For the brand this move will help to curb counterfeiting and reassure any wary customers that they are buying something authentic.
To be clear, trying to crack down on counterfeits is an age-old problem, one that has grown exponentially with the rise of the Internet.
In 2014-5, New York’s Fashion Institute of Technology even held an exhibition on the topic called: Faking It: Originals, Copies and Counterfeits detailing the timeline of where and when copies began, how they have developed over the years and the laws surrounding them.
While recent global fashion retail figures confirm the scale of this problem.

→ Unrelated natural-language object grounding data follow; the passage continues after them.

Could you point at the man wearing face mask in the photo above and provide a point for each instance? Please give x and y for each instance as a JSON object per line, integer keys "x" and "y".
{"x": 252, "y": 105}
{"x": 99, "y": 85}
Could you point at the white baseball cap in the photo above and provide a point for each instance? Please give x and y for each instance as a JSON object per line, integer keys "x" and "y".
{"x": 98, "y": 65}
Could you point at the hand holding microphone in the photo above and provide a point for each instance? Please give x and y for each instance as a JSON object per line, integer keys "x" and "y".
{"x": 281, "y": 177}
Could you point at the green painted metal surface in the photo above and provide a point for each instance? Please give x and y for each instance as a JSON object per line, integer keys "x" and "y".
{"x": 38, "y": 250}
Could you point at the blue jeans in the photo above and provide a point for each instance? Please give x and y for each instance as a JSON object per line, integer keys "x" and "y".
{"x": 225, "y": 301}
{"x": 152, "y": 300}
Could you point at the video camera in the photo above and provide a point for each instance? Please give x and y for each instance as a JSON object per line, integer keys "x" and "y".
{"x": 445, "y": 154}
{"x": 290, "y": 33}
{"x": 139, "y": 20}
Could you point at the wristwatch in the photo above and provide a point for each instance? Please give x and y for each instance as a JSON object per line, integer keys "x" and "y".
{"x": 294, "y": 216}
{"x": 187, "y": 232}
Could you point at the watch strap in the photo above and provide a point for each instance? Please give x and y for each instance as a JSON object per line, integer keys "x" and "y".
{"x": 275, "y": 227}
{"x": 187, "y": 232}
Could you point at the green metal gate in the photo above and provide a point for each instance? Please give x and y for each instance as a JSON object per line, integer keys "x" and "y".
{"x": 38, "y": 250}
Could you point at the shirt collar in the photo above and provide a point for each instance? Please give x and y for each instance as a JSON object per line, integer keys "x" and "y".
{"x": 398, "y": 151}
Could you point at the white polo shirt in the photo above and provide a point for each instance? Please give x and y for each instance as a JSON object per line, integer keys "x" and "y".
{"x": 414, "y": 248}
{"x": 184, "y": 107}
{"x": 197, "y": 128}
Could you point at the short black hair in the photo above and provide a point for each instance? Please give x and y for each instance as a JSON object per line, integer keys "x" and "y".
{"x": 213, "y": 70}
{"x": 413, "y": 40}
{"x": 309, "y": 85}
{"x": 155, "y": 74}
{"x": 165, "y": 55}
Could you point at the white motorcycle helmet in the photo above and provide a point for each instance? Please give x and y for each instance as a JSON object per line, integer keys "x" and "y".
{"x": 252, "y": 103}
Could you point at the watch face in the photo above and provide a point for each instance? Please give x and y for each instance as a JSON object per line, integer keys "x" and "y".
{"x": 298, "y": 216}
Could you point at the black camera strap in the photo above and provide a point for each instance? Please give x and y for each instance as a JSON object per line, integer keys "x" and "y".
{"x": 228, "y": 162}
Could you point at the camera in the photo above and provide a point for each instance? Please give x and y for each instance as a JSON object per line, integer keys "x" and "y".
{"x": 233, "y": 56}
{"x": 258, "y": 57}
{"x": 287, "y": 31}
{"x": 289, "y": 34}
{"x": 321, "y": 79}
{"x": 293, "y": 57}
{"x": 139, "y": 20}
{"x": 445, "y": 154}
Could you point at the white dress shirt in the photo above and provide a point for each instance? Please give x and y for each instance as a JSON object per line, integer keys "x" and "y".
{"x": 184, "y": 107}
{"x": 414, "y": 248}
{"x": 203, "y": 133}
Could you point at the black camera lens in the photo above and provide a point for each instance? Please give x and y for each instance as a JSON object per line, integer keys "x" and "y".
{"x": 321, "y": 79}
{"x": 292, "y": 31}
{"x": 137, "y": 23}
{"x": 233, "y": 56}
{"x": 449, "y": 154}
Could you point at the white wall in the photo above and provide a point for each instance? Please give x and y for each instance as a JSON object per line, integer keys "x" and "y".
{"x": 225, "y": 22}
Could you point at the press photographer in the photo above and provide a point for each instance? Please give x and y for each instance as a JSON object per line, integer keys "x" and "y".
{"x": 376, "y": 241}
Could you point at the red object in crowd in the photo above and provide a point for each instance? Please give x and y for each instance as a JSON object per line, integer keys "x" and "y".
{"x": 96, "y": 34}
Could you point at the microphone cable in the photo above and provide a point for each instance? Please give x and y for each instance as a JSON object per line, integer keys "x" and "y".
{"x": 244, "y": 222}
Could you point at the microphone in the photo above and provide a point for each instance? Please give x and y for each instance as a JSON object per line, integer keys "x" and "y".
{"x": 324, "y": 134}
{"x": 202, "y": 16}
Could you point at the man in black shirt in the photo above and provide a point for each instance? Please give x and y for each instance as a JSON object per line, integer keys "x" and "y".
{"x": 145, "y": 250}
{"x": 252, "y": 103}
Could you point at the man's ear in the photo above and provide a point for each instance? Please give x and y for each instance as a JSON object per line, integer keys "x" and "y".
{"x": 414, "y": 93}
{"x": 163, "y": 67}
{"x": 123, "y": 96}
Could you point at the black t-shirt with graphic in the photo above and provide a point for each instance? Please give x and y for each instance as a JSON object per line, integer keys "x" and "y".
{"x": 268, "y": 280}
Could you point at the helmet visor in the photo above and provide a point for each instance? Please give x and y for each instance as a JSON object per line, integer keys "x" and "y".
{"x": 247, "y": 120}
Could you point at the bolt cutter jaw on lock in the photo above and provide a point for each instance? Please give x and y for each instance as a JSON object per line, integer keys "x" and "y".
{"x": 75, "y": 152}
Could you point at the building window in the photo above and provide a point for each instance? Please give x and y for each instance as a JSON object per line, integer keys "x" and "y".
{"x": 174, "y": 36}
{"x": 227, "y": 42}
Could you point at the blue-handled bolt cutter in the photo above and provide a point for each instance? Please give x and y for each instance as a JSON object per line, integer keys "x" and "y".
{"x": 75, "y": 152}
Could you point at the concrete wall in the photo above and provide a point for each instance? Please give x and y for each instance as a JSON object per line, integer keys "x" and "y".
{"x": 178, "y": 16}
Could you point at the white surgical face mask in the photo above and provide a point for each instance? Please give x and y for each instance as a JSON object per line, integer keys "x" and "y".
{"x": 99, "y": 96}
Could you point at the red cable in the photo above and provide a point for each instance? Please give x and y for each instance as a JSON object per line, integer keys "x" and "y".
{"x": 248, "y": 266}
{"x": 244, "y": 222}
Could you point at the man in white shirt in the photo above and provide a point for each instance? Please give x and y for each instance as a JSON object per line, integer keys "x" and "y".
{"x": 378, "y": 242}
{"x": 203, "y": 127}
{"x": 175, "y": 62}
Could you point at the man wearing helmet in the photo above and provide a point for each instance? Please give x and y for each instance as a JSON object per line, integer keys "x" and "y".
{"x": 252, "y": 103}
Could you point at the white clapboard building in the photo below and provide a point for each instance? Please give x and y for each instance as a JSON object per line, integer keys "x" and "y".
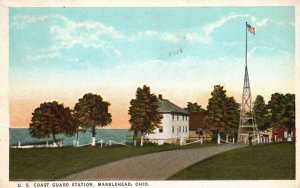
{"x": 175, "y": 124}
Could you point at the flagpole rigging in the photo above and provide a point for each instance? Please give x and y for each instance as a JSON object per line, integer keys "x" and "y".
{"x": 247, "y": 125}
{"x": 246, "y": 44}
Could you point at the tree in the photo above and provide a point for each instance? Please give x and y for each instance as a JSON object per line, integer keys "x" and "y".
{"x": 51, "y": 118}
{"x": 194, "y": 107}
{"x": 261, "y": 115}
{"x": 282, "y": 108}
{"x": 143, "y": 111}
{"x": 222, "y": 113}
{"x": 91, "y": 111}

Last year’s major report from EU intellectual property agency OHIM proved that across the European Union, counterfeiting resulted in €43.3bn in lost sales while Italy alone lost €4.5bn. And on the jobs front, the report said across the EU, counterfeiting wiped out over half a million jobs in the 28 countries with Italy losing around 50,000 jobs.
In China, another report by Shanghai-based research centre Fortune Character Institute (FCI) released last year showed that counterfeit luxury products in China outnumber genuine items six-to-one.
So this is a smart tactic from Salvatore Ferragamo.
“Asia is its largest market, and one that is plagued by counterfeits” says WGSN Senior Editor of Retail Intelligence Petah Marian.
“By microchipping its products, it helps its customers feel confident that they are buying an authentic bag or shoe. This also helps to protect resale value, more and more now consumers are starting to see luxury goods as potential assets to be traded in or sold on when they are no longer needed.”